Backup Verification and Restore Testing for MSPs
How to verify that backups actually work and prove it with documented restore tests. Covers automated verification, manual testing cadence, and what to document for auditors.
Workflow guide · Updated Feb 2026
Contents
- 1.Verification Is Not Testing
- 2.What Automated Verification Catches
- 3.Define your restore testing cadence
- 4.Perform the restore in an isolated environment
- 5.Verify application functionality
- 6.Document actual RPO and RTO
- 7.Store results and report to the client
- 8.Screenshot verification is not enough
- 9.How long does a restore test take?
- 10.Should MSPs charge clients for restore tests?
- 11.What if a restore test fails?
Verification Is Not Testing
What Automated Verification Catches
Define your restore testing cadence
Test frequency should match system criticality. Critical servers (domain controllers, database servers, file servers with active data) should be tested quarterly. Non-critical servers and workstations can be tested semi-annually. SaaS data restore tests (recovering a mailbox or SharePoint site) should run quarterly. Put the schedule in your PSA as recurring tickets with assigned owners. If restore tests don't have a scheduled date and an owner, they won't happen.
Perform the restore in an isolated environment
Never restore test data into the production environment. Use a sandbox VM, a spare physical machine, or a cloud-based test environment. The goal is to validate recovery without any risk of overwriting production data. For BDR appliances, use the local virtualization feature to spin up the backup as a VM on the appliance itself. For cloud-based backups, restore to a temporary cloud VM.
Verify application functionality
Booting to a login screen is not a successful restore test. Log in. Open the critical applications. Verify that the database responds to queries. Confirm that file shares are accessible. Check that services are running. If the client has a specific LOB application, open it and confirm it loads data. Document what you tested and what worked. If something didn't work, document that too and include it in the remediation plan.
Document actual RPO and RTO
Record two numbers: the age of the data at the time of restore (actual RPO) and the elapsed time from "restore initiated" to "system usable" (actual RTO). Compare these to the targets defined in the client's service agreement. If actual RTO exceeds the target, investigate: is the backup medium too slow? Is the restore process adding unexpected steps? Is the target unrealistic for the current infrastructure? Adjust either the process or the target.

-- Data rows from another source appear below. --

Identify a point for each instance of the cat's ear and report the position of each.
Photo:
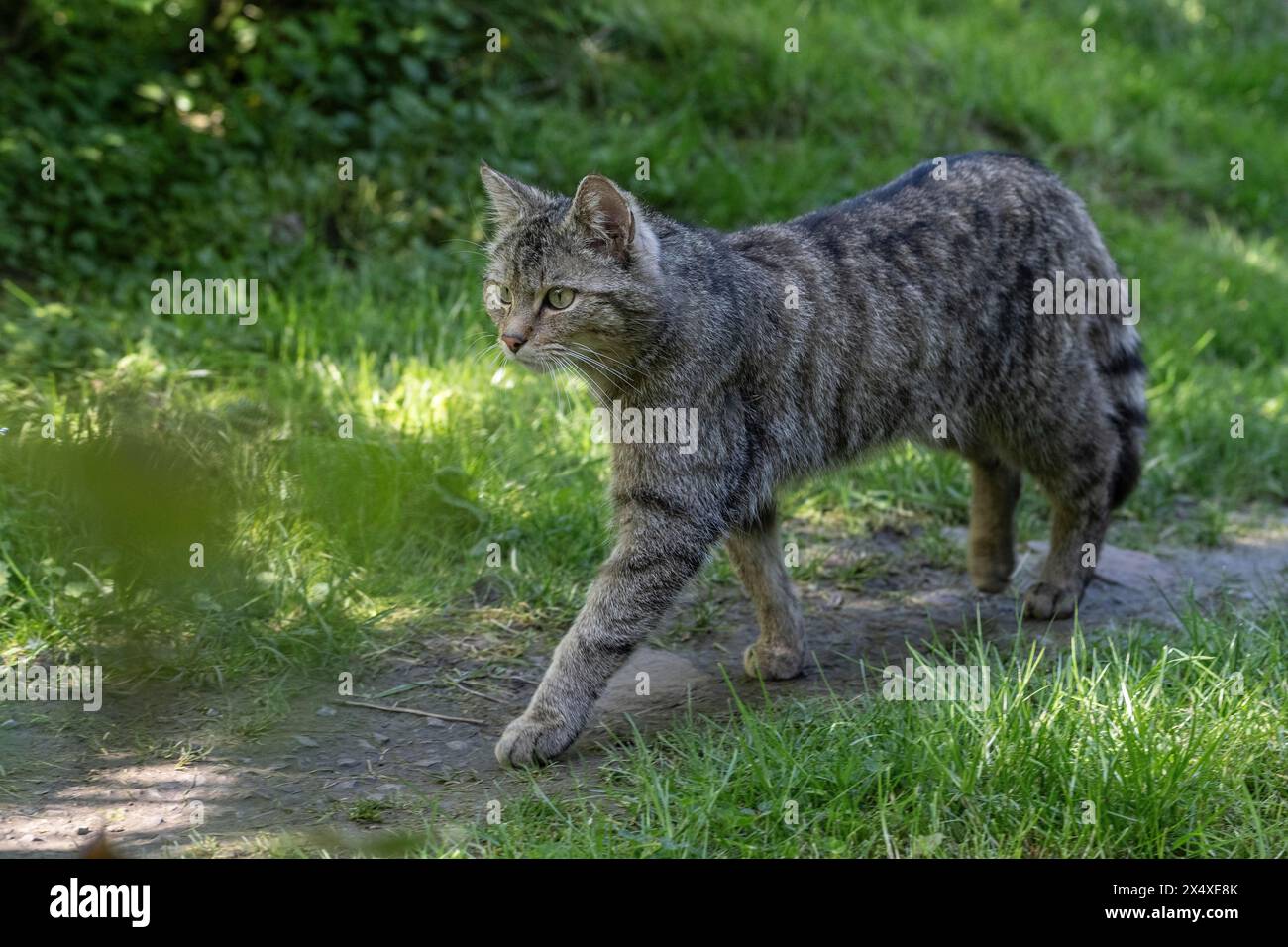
(606, 215)
(510, 198)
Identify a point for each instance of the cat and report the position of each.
(905, 313)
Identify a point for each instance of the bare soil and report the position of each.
(165, 771)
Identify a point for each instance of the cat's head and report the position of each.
(571, 281)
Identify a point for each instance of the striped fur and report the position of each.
(913, 317)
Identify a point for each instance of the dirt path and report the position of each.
(163, 771)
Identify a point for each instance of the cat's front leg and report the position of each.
(642, 579)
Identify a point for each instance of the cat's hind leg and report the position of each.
(758, 556)
(1077, 484)
(991, 548)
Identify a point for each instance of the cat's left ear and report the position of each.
(510, 198)
(609, 218)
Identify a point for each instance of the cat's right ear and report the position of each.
(510, 198)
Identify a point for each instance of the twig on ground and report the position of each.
(411, 710)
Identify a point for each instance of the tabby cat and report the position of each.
(903, 313)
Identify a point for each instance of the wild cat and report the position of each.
(906, 312)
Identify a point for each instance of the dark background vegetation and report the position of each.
(223, 163)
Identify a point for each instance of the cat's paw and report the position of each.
(528, 742)
(772, 664)
(1047, 602)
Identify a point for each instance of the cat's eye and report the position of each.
(561, 298)
(501, 294)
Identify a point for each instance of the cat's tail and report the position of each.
(1122, 368)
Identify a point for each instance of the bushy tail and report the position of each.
(1124, 372)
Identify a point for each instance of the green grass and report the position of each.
(1160, 745)
(181, 429)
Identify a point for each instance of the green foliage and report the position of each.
(1163, 749)
(224, 162)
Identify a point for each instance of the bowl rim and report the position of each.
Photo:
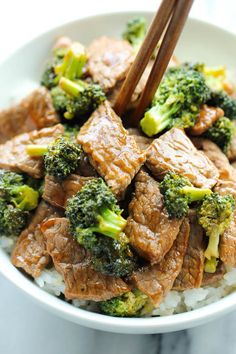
(96, 320)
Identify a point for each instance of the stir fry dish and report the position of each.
(125, 221)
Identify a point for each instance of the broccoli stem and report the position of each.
(71, 88)
(73, 62)
(110, 224)
(212, 248)
(153, 122)
(24, 197)
(210, 265)
(35, 150)
(195, 194)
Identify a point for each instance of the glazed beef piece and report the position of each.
(34, 112)
(155, 281)
(85, 168)
(206, 118)
(232, 149)
(137, 91)
(57, 193)
(211, 278)
(174, 151)
(112, 151)
(228, 239)
(219, 159)
(13, 155)
(142, 141)
(192, 270)
(109, 61)
(149, 228)
(73, 263)
(30, 251)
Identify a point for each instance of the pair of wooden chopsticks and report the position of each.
(170, 19)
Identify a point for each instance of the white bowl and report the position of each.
(200, 42)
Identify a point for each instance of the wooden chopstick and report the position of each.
(149, 44)
(165, 52)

Store results and report to the client
Save restore test results in the client's documentation alongside their backup configuration. Include the date, the system tested, what was verified, the actual RPO and RTO, and any issues found. Include restore test results in the next quarterly business review. This is also the evidence cyber insurance providers and auditors request. Having documented, dated restore tests on file significantly strengthens the client's compliance posture.
Screenshot verification is not enough
A screenshot showing a Windows login screen proves the OS can boot. It does not prove the application data is intact, the database is consistent, or the system can be recovered within the client's RTO. Screenshot verification is a useful automated check, not a substitute for a real restore test.
How long does a restore test take?
+Plan 30 minutes to 2 hours per system depending on the backup size and recovery method. A local BDR appliance restore is faster (15 to 30 minutes to boot). A cloud restore depends on download speed. The documentation and reporting takes another 15 to 30 minutes. Budget accordingly.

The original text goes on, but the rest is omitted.